1. Have a positive attitude
Your managers hear enough doom-and-gloom news during a bad economy without you whining to them all day too. Now is the time to be part of the solution, not a naysayer who creates more problems. Don’t contribute to negative conversations in the office that do nothing to drive progress. Remember, people respond more favorably and in surprising ways to leaders who stay positive and optimistic even in very dark times.
2. Be self-aware
How do you affect your colleagues, managers and other peers in your work environment? Do you make the office a more pleasant experience for customers and co-workers, or do you create chaos? Do you contribute to the bottom line or detract from it? How do people perceive you at work?
Think hard about the interactions you have with your peers at work and strive to make each one a positive experience. Being someone who is difficult to work with is not a good long-term career strategy.
3. Exhibit flexibility
Managing someone who is incapable of adapting quickly to changing priorities in a good economy is hell. In a recession, it’s unbearable. And it’s one headache that can be swiftly cured by eliminating that persons job. If you cannot adapt to change in your workplace, you’ll be one of the first people that comes to mind for a pink slip.
4. Be increasingly competent
It’s time to brush up on your skills. Get out those old college notes and read some new books. Expand your network by joining industry associations and alumni groups. Even in good times, the rule is you need to be good at your job to keep it. But in this turbulent economy, you need to get better every day. For two reasons:
1) You need to prove your skills are getting sharpened the longer you stay at the company. The company cannot possibly fire you because you will be able to contribute even more next week than this week. You will be chosen to stay over someone who has been stagnant in their career for decades, even if you are just out of school.

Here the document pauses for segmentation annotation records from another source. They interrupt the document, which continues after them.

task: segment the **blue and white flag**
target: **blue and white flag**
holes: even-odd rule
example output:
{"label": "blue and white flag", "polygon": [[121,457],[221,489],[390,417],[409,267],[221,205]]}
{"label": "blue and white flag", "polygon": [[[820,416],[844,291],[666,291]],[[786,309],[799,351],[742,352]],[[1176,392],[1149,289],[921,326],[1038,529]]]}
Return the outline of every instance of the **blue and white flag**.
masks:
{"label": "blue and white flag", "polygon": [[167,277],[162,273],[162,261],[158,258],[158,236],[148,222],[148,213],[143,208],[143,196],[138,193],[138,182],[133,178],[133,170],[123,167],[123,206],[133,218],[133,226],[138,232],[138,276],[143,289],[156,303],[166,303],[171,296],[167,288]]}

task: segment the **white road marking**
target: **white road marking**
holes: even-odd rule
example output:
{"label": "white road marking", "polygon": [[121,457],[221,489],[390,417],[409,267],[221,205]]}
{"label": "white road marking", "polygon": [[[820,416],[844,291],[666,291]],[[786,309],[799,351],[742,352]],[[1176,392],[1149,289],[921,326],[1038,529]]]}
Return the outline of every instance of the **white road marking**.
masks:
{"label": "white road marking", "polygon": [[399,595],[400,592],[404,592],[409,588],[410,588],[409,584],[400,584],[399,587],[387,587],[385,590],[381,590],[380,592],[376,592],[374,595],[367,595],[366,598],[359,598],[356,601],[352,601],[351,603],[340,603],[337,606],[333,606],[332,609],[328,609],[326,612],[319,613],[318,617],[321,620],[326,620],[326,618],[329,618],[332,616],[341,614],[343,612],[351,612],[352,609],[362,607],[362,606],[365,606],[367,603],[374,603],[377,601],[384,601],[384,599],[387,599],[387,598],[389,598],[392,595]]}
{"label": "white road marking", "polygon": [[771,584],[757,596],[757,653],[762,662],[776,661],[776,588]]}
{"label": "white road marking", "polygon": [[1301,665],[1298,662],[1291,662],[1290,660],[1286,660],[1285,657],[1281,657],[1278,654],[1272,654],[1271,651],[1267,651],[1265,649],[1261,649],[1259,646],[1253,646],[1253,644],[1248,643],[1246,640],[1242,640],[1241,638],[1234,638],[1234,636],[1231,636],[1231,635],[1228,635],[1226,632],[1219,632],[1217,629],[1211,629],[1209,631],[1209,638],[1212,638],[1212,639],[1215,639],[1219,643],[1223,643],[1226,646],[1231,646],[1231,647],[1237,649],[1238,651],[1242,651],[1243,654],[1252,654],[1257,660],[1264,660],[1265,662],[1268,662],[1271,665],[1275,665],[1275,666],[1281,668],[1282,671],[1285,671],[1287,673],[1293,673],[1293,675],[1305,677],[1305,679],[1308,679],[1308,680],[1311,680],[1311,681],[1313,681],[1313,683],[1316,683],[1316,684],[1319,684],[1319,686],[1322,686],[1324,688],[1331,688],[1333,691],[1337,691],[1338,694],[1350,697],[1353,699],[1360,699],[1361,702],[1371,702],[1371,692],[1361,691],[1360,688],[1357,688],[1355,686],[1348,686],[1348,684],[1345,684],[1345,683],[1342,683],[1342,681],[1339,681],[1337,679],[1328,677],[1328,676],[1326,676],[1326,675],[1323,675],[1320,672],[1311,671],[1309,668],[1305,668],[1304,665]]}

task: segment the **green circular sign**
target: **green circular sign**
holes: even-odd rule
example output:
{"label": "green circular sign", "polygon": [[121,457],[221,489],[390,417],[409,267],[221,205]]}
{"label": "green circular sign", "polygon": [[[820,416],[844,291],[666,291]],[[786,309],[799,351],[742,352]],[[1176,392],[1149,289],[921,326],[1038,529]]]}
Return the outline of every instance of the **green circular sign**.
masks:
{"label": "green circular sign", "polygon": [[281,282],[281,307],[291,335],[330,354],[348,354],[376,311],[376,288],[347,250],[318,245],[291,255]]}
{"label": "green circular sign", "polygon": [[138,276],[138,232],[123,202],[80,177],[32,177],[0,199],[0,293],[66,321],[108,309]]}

2) In the event you are laid off, it will be easier for you to find a new job. This is because you have exhibited a capacity for learning and the ability to stay current in your field or industry.
5. Work Ethic
At the beginning of your career it is critical to be perceived as someone who has a strong work ethic. No one wants to help someone who believes he deserves a better position, or higher salary simply because he spent four years in college and now has student loans to pay. The economy is a mess, but that doesn’t give recent grads or young professionals the green light to whine about it.
Show you’re willing to work by being coachable. Ask for feedback about how you could be doing your job better, but don’t complain that your boss doesn’t pay enough attention to you. Follow-through on all assignments, emails, and interoffice communications. Set goals for yourself and celebrate by treating yourself every time you achieve one.
If you exhibit these five qualities in your workplace, I guarantee management will think twice before letting you go.